Play processlist, efficiently trace the root cause of the soaring number of MySQL active connections 07/02 Update SLTechnology News&Howtos

Play processlist, efficiently trace the root cause of the soaring number of MySQL active connections

2025-07-02 Update From: SLTechnology News&Howtos shulou NAV: SLTechnology News&Howtos > Database >

Shulou(Shulou.com)06/01 Report--

I. introduction

One of the problems often encountered in the operation and maintenance of MySQL is the surge in the number of active connections. Once encounter such a problem, according to the processlist information saved in the background, or connect to the MySQL environment, analyze the connection of MySQL. After dealing with many similar failures, I came up with the idea of making a gadget that can quickly analyze and count the connection status in the current MySQL from various dimensions every time I receive such an alarm.

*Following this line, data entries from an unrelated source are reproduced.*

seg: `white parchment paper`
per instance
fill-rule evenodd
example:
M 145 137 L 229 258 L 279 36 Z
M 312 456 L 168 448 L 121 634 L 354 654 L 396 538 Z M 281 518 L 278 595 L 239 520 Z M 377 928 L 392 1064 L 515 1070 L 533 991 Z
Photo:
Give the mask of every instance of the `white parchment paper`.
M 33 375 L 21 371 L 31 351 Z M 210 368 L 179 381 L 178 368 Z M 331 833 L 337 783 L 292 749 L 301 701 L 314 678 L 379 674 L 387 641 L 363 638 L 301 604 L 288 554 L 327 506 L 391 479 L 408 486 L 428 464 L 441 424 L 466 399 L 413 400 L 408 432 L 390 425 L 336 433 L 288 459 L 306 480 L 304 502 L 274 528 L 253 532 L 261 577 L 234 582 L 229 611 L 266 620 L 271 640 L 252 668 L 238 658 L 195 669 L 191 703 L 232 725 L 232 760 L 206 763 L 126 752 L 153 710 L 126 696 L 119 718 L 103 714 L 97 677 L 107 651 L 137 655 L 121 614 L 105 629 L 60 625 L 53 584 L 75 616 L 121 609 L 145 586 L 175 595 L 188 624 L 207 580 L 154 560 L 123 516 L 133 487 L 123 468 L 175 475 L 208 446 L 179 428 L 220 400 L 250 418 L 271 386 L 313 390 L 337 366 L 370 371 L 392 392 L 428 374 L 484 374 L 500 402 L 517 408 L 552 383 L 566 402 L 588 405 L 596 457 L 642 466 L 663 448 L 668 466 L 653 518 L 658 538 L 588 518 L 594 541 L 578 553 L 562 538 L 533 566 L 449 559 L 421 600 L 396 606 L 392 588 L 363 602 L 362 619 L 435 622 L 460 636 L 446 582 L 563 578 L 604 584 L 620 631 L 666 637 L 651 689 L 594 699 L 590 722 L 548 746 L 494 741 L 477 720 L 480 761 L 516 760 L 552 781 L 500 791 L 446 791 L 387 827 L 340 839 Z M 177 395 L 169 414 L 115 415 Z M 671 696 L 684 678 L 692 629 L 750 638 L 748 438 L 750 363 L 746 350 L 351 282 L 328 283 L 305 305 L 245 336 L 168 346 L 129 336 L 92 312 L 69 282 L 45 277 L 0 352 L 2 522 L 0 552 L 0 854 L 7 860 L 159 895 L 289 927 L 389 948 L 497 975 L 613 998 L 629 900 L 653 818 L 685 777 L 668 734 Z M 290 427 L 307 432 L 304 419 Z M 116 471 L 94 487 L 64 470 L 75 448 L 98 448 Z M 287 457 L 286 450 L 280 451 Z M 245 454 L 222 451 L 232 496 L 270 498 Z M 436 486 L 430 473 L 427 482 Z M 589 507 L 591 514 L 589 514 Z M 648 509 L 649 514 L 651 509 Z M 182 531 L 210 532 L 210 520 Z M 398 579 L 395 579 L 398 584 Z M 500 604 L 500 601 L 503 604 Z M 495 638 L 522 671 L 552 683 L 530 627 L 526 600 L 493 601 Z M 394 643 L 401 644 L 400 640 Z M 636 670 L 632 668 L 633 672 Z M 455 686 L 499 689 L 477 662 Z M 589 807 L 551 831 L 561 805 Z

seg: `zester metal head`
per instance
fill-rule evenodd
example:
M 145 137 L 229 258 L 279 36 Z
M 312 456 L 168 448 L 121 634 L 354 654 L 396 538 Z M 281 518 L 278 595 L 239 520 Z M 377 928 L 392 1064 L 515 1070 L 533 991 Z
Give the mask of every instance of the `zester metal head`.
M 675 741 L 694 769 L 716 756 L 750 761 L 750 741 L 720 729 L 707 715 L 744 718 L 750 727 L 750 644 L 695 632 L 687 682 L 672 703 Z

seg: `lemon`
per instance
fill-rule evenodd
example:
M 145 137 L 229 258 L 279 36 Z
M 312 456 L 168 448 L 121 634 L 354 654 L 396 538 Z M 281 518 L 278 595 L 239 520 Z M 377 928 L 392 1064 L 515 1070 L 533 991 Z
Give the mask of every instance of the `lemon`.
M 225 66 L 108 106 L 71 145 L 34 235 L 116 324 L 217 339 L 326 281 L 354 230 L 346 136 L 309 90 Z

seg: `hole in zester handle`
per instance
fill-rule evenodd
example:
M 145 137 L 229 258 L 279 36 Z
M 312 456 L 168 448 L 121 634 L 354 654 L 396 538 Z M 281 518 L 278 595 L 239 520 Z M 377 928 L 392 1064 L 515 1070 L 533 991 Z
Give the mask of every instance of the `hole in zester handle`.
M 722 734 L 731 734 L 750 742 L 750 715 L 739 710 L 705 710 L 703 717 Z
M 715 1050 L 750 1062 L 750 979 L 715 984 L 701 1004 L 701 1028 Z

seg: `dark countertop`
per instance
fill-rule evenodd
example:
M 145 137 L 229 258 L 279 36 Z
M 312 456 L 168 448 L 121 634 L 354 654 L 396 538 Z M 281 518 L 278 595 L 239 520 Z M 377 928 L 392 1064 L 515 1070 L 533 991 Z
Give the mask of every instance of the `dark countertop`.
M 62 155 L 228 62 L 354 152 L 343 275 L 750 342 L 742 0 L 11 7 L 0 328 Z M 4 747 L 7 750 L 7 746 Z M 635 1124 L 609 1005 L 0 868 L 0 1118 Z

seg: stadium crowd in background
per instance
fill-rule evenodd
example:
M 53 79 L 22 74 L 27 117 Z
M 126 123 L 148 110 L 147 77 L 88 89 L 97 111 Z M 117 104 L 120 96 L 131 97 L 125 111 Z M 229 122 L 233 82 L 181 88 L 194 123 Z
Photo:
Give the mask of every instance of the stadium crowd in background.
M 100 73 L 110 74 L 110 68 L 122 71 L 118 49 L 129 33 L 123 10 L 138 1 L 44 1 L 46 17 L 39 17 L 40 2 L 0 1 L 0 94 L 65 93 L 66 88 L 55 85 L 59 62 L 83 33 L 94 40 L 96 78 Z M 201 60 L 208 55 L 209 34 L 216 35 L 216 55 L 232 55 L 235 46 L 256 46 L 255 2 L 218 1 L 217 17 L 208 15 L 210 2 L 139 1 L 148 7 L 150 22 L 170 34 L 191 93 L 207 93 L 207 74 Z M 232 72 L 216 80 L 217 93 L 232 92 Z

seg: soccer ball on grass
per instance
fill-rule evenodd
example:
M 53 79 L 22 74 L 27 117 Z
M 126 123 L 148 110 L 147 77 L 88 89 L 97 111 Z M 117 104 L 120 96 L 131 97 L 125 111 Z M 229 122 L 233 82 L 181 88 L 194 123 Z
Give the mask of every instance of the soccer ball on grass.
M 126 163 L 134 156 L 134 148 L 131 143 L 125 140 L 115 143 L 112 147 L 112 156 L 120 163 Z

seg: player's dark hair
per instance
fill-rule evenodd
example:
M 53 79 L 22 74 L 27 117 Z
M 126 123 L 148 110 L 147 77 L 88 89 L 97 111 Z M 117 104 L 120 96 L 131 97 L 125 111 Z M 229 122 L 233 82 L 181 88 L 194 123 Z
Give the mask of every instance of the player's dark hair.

For example, the current distribution of connections, activity, and so on.

In addition, when dealing with real faults, it is often not enough to know the distribution of connections, we need to know what the current MySQL is busy doing, that is, what kind of SQL is being implemented. Moreover, sometimes even if we know the current implementation of the SQL, it is difficult to find the root cause, because once the active connection soars, the CPU is basically full, and the load of the IO is also very high, even if the usually fast SQL becomes a slow SQL, not to mention the slow SQL itself. So how do we identify which of these SQL are the culprits and which are just victims?

With these requirements and questions, this article gradually unfolds and analyzes and answers one by one to show the function of our gadget.

Second, connection analysis

The most intuitive way to know the connection information for the current MySQL is to look at MySQL's processlist. If you want to see the complete SQL, you can execute show full processlist, or directly look up the processlist table in information_schema. When the number of connections in MySQL is relatively small, it can also be analyzed by human flesh, but if the number of connections is more, it is difficult to examine the processlist to analyze the problem.

At first, our approach is to write a script that uses the MySQL client to log in to MySQL on the command line, execute show full processlist, and then analyze the output as a text. Originally, this implementation works well on MySQL5.5 and MariaDB, but when running on MySQL5.6, there is a problem, and there will be an extra line of Warning: Using a password on the commandline interface can be insecure in the console output. I believe many students running orzdba have also encountered this situation. This is the security tip of MySQL5.6 itself. When entering a plaintext password, there is no way to avoid it. Ali's classmates have also shared that they have made source code modifications for this, because many of their tasks rely on the command line to execute MySQL commands and capture the results.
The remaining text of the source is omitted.